I have to agree with you that wiki methodology adoption depends heavily on
companies' (organization) culture, but so is anything else. 


Though the question of "How to document a large system" - is too 
general to answer , I still see wikis as very powerful method to accumulate
and maintain knowledge in any large dynamic organization. I am currently
working for company which quite successfully maintains the wiki pages at
intranet site. 




-----Original Message-----
From: Clendon Gibson [mailto:[EMAIL PROTECTED] 
Sent: Tuesday, November 06, 2007 10:10 PM
To: Boris Ouretskey
Subject: Re: PPIG discuss: Documentation for large systems

Wikipedia and indeed other wikis are successful and useful, but the most
successful ones are voluntary. Wikipedia is no exception to this. People are
creating Wikipedia articles for there amusement or entertainment. 

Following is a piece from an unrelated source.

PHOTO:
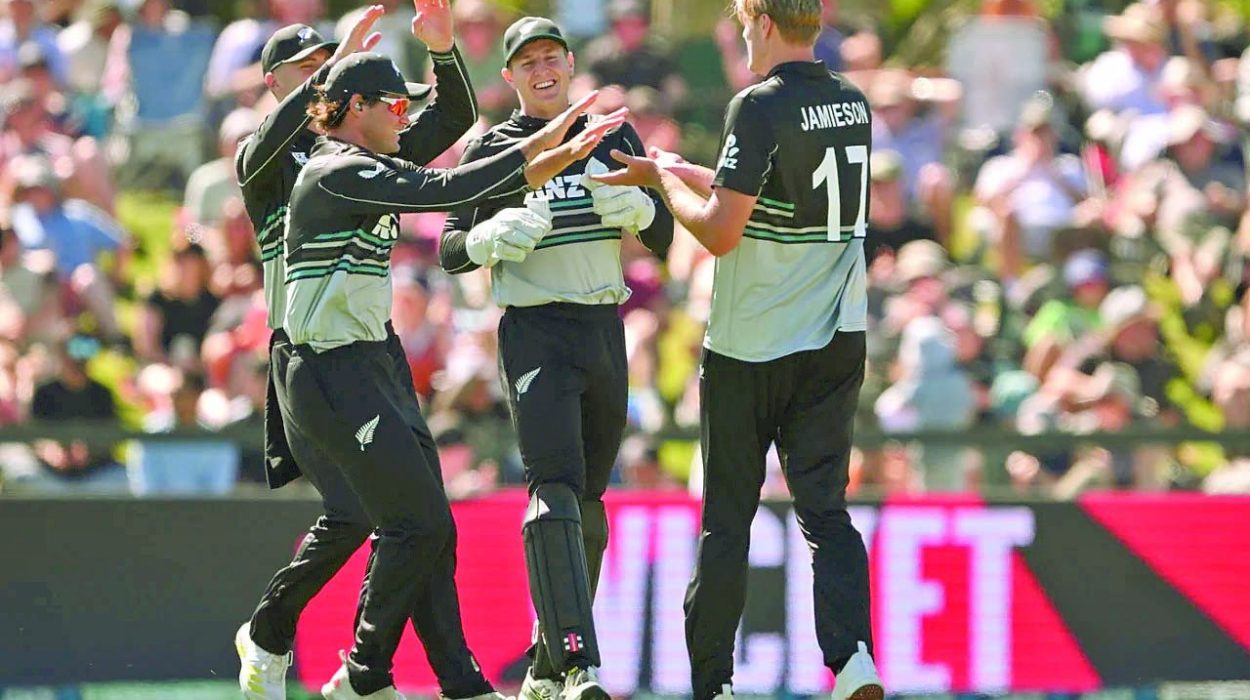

In a development environment the motivation is different. It is very likely
that the Wiki will be neglected because the knowledgeable have 'real' work
to do.

This reminds me of the discussion we had several months ago about using
different development methods for open source projects vs. commercial
projects.

The use of a wiki as a documentation solution has to fit the culture of the
users or developers. 

----- Original Message ----
From: Boris Ouretskey <[EMAIL PROTECTED]>
To: Michael Kцlling <[EMAIL PROTECTED]>; discuss@ppig.org
Sent: Tuesday, November 6, 2007 1:25:31 PM
Subject: RE: PPIG discuss: Documentation for large systems


You are welcome to visit www.wikipedia.org and convince yourself that
 is far
away from being myth.

-----Original Message-----
From: [EMAIL PROTECTED] [mailto:[EMAIL PROTECTED] On Behalf
 Of
Michael Kцlling
Sent: Tuesday, November 06, 2007 9:16 PM
To: discuss@ppig.org
Subject: Re: PPIG discuss: Documentation for large systems

On 6 Nov 2007, at 18:53, Boris Ouretskey wrote:

> Anyway to document large system it is obligatory to use wiki pages  
> (and a lot of time of cause) and give all the company an opportunity
  
> to participate in the process.

Wiki? Obligatory??

I don't believe in wikis at all. I know there is (still) a lot of hype
  
around them, but I think it is a complete myth that they work. There  
is somehow the wishful thinking that the documents (documentation, in  
this case) write themselves. The hive-mind will fix it. "The  
community" (or "all the company") will write it.

The result, much more often than not in my experience, is a document  
that nobody takes responsibility for, that has very weak overall  
structure, and random level of detail over various parts. No guarantee
  
that important information is represented appropriately at all.

I'd like to know who to kick if the document sucks.